After critically examining the literature to gain a robust understanding for the pathogenesis of bone loss, specifically osteoporosis, the development of a possible new intervention to prevent or treat osteoporosis was explored. The purpose of this dissertation was to pilot test a new protocol designed to answer the broad research question: Does Near-Infrared Light Emitting Diode (NIR-LED) treatment affect Receptor Activator of Nuclear Factor Kappa-B Ligand (RANKL) induced osteoclastogenesis in a cell culture model?

Osteoporosis is defined as a disease characterized by low bone mass and structural deterioration of bone tissue, leading to bone fragility and an increased susceptibility to fractures, especially of the hip, spine, and wrist. Specifically, osteoporosis has been shown to increase the risk for fracture resulting from a fall. The World Health Organization reported in 2003 that osteoporosis-induced fractures burden society due to the great health care costs for treatment and rehabilitation. Experts have estimated that, between 2005-2025, the incidence and economic burden to treat osteoporotic related fractures will increase 50% annually (Burge et al., 2007). The development of additional interventions meant to slow the progression of osteoporosis may contribute to decreasing this burden. Near-Infrared Light Emitting Diode (NIR-LED) photobiomodulation has been found to be effective in improving wound healing, bone regeneration, mitochondrial function, and attenuating cellular oxidative stress. Little is known regarding the use of NIR-LED and the formation of osteoclasts, which break down bone.

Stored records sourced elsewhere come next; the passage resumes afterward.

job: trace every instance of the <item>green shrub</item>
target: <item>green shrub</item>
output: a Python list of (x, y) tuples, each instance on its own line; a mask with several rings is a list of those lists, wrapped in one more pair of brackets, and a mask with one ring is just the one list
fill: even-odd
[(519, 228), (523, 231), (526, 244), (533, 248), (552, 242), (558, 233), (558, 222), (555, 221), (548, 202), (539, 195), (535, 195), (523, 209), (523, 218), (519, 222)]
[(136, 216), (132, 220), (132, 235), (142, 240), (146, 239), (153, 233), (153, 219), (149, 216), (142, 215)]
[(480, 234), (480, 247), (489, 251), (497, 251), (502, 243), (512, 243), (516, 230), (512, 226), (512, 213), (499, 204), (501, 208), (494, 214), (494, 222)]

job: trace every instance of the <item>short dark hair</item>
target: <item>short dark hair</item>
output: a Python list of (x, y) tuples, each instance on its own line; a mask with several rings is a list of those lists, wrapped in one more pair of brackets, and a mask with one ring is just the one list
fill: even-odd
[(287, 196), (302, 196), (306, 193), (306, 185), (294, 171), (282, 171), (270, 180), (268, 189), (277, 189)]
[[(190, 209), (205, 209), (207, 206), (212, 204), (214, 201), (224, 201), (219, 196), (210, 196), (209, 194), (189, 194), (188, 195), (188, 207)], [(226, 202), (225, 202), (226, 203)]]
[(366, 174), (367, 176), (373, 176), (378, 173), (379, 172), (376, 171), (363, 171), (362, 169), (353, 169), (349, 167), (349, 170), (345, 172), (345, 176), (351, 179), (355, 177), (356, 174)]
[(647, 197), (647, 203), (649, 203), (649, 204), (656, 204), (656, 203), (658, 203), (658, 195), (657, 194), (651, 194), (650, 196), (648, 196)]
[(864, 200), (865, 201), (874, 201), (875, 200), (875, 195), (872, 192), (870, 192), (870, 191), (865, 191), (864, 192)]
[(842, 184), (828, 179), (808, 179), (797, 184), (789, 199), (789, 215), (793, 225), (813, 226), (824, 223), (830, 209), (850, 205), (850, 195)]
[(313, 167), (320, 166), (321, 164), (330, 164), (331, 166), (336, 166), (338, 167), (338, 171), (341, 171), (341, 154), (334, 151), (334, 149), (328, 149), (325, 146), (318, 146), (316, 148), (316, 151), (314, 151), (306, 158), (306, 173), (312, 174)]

This pilot study included two experiments using the WARPTM 75 light source. RAW264.7 cells were cultured for 24 hours and induced to differentiate into osteoclasts, using the cytokine Receptor Activator of Nuclear Factor Kappa-B Ligand (RANKL). Cultures were divided into groups according to RANKL dose (0, 2.5, 10, 25, 50 ng/ml) and different energy densities (2.25, 4.5, 45 J/cm²), treated with light either once or on four consecutive days using the WARPTM 75 (Quantum Devices, Barneveld, WI). Osteoclast-like cells were stained for Tartrate-Resistant Acid Phosphatase (TRAP). Multinucleated, TRAP+ cells were scored as osteoclasts, counted manually by microcopy. Results were expressed as means and standard deviations, and groups were compared by one-way ANOVA with posthoc Tukey. RANKL-induced osteoclast formation by RAW264.7 cells occurred as expected in all experiments. Light-treatment alone had no observable effect. A single light-treatment at 4.5 J/cm2 with RANKL added (10 - 50ng/ml) suggested a biostimulatory effect upon osteoclastogenesis compared to controls, as multiple light-treatments compared to single light-treatment were less stimulatory in the energy density 4.5 J/cm2 and RANKL dose 25ng/ml group. In conclusion, effects of NIR-LED treatment on osteoclastogenesis are RANKL dose and light-intensity specific. NIR-LED light-treatment affects RANKL-induced osteoclast formation suggestive of a biostimulatory effect, and multiple light treatments compared to single light treatment may biostimulate osteoclastogenesis less.

These experiments provide the foundation to further investigate possible NIR-LED effects upon bone formation and include alternative bone formation quantification utilizing alternative cellular assays. Contributing to this body of knowledge provides insight for nurses' application of new therapies to prevent and treat bone loss.